When David said that he wished it was him that died so Absalom could live, he wasn’t saying that he wanted to die so that Absalom could live forever. He simply wanted Absalom to be able to live the best and most fulfilling life possible on earth. This a wish that any of us would have for our children.
Something that I have said before, and is not original to me, is that God is at least as loving as I am. I am a loving person, but I don’t love perfectly. The same could probably be said for the average person you meet walking down the street. We love, but we don’t love as well as God does.
So when I consider the love that I have for my children, I assume that God loves us at least as much as I love my children. When we consider the love that David had for his murdering, treacherous son Absalom, we can assume that if David can love Absalom in spite of all of his issues, then surely God can love me, you, and everyone else in spite of their failures. And like Jesus on the cross, sometimes love requires sacrifice.
My children can make life quite challenging at times. Our three-year-old has recently been going through a stage where he wakes up every night around midnight to go to the bathroom. I really don’t like getting up in the middle of the night, but I also don’t like having to wash the sheets in the morning. I do appreciate a full night’s slumber. So what should I do? Make him sleep in a diaper? Maybe sleep outside in nature? No, we make sacrifices for our children. And believe me, 15 minutes of sleep is nothing compared to some of the sacrifices that others have made for their children. We do these things because love is bigger than sleep.
I have a friend who has had a pretty challenging life, mostly because of his own choices. He is a part of a lovely family with great parents, wonderful grandparents, and super siblings. But about 15 years ago when he was first out of high school, he went through a really rough patch of life. He was abusing alcohol, not working, and looking to obtain money any way that he could.
This friend’s grandfather passed away one summer so he was spending some time with his grandmother in another state, keeping her company during this difficult time. But he “needed” money. One day he found grandma’s checkbook so he took several blank checks and he forged them. He attempted to steal a significant amount of money…from his grandmother…while she was mourning.
Not surprisingly, he was caught when he tried to cash the forged checks and he was arrested. He had to spend the night in jail. But who do you think was there first thing the next morning to bail him out? Grandma. Grandma came down to the police station in her cape dress and head covering to bail out the young man who had just attempted to steal from her.
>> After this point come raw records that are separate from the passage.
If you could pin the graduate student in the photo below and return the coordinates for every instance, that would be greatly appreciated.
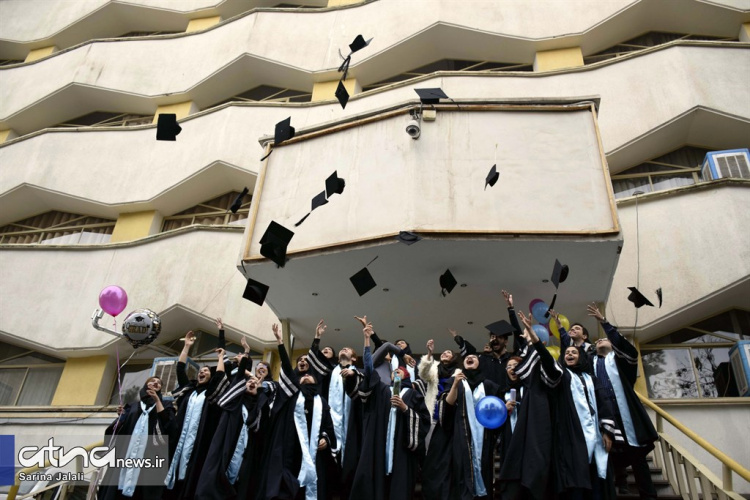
(581, 441)
(235, 454)
(395, 423)
(197, 416)
(301, 431)
(616, 367)
(493, 363)
(144, 427)
(526, 467)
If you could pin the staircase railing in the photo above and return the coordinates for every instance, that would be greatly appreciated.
(688, 477)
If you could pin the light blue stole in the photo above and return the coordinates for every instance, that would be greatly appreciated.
(136, 449)
(622, 401)
(234, 465)
(340, 404)
(391, 434)
(308, 476)
(178, 467)
(589, 422)
(477, 435)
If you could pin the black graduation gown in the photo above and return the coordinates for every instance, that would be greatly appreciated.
(570, 454)
(529, 452)
(370, 480)
(282, 457)
(454, 443)
(210, 415)
(213, 482)
(626, 360)
(125, 426)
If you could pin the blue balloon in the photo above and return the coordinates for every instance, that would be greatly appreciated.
(491, 412)
(541, 332)
(538, 311)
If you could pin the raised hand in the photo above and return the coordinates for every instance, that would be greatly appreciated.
(508, 298)
(594, 311)
(277, 333)
(320, 329)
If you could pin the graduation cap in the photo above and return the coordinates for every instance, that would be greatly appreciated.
(637, 298)
(408, 238)
(334, 184)
(447, 282)
(500, 328)
(363, 281)
(255, 291)
(274, 242)
(237, 203)
(167, 128)
(342, 95)
(492, 177)
(359, 43)
(431, 96)
(559, 275)
(318, 201)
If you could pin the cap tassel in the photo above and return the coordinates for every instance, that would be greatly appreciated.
(302, 219)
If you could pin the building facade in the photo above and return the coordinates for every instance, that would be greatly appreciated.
(598, 116)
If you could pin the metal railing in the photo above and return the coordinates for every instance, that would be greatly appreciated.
(28, 470)
(689, 478)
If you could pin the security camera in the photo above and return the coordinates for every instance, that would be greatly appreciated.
(413, 129)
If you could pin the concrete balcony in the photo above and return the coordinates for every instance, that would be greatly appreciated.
(553, 200)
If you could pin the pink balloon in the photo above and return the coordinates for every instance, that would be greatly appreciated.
(113, 300)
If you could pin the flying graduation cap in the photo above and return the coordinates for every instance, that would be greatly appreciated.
(408, 238)
(559, 275)
(638, 299)
(447, 282)
(237, 203)
(282, 132)
(274, 242)
(167, 128)
(431, 96)
(255, 291)
(492, 177)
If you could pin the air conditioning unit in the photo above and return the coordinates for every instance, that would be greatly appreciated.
(739, 357)
(733, 163)
(166, 370)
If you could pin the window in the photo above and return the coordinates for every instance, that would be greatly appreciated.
(678, 168)
(451, 65)
(27, 378)
(645, 41)
(693, 362)
(212, 212)
(58, 228)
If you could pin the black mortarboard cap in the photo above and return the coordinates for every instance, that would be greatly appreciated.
(359, 43)
(274, 242)
(167, 128)
(559, 273)
(430, 96)
(284, 131)
(319, 200)
(637, 298)
(492, 177)
(500, 328)
(408, 238)
(334, 184)
(237, 203)
(342, 95)
(447, 282)
(363, 281)
(255, 291)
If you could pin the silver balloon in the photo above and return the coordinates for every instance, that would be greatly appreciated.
(141, 327)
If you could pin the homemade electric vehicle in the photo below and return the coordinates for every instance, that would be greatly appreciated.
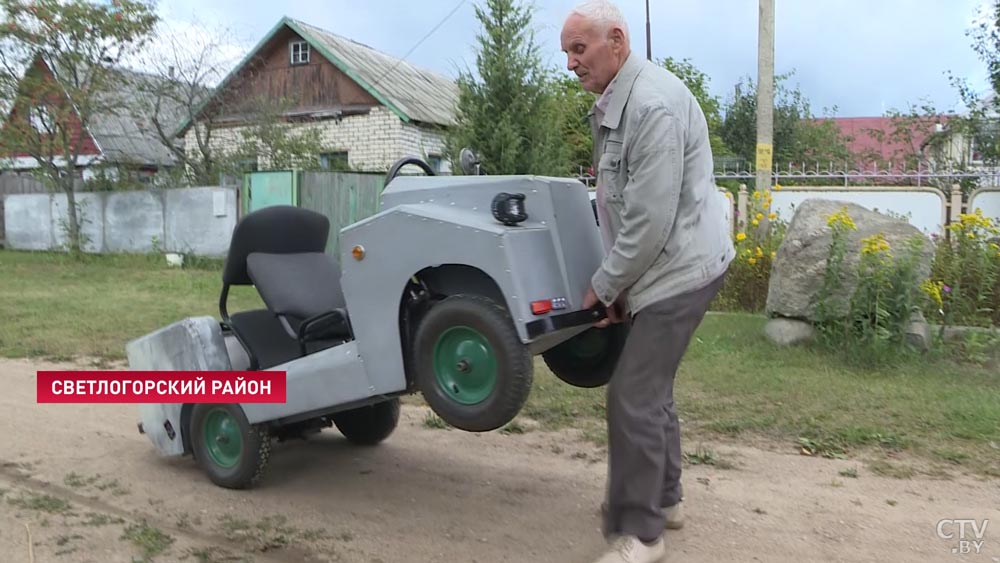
(448, 291)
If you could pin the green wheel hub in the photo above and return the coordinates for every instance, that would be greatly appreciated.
(465, 365)
(223, 438)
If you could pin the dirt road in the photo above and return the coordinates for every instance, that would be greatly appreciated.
(86, 487)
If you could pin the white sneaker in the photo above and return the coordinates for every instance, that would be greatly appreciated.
(628, 549)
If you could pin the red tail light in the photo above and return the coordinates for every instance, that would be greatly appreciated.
(541, 307)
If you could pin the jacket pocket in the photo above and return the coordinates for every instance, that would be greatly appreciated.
(609, 174)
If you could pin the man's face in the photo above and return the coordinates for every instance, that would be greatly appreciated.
(594, 55)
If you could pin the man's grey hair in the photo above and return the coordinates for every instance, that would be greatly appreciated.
(603, 13)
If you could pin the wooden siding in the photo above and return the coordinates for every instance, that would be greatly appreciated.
(73, 126)
(344, 197)
(314, 86)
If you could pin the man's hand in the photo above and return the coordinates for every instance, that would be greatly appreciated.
(614, 311)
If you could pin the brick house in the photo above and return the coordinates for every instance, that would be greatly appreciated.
(370, 108)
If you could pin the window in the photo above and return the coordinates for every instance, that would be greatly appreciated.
(40, 119)
(299, 52)
(334, 160)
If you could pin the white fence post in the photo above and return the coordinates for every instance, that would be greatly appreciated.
(741, 219)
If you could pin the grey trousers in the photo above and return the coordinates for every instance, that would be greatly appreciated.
(644, 440)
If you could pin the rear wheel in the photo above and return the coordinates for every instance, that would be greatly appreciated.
(232, 452)
(471, 366)
(368, 425)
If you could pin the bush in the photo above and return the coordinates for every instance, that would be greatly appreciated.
(749, 275)
(964, 287)
(870, 326)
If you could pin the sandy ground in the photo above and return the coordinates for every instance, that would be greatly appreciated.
(86, 487)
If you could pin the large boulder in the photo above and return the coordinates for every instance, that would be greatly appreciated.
(800, 265)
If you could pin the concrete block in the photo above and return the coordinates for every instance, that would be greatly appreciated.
(28, 221)
(133, 221)
(90, 213)
(200, 220)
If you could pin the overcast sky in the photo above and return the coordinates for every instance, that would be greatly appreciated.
(862, 56)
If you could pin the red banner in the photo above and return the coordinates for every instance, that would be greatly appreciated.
(161, 387)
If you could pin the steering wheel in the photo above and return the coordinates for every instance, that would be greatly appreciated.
(394, 171)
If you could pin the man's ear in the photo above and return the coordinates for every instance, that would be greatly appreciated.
(617, 37)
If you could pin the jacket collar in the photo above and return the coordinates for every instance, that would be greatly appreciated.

Oh you better believe that grandma was disappointed, and I am sure that she shared her disappointment with him. But when they got home, they went to the kitchen and cooked lunch together, ate together, and lived together for a few more weeks. And I am glad to say that he turned his life around. Yes, this relationship required some sacrifices on the part of the grandmother. But love is bigger than money.
David mourned the death of his son Absalom. That doesn’t surprise me. But David also mourned the loss of the man who killed his son and tried to kill him. David mourned the death of the person who wanted to overthrow him and take his crown. That’s because no matter what Absalom did to David, he was still David’s son, and David loved him unconditionally. David had to make some sacrifices. He sacrificed his pride, his comfort, and he sacrificed his “right” for revenge. But love is bigger.
If David, a flawed human being, loved his children in such a way, how much more does God love us? Regardless of what you have done to hurt others, God, or yourself, you are loved with an unconditional love. The question then comes back to us, How will I respond to God’s unconditional love?
On this Mother’s Day, as we consider the love that we have for our family, let us remember that God loves us even more. More than our faults and failures. More than our successes and triumphs. Love is bigger.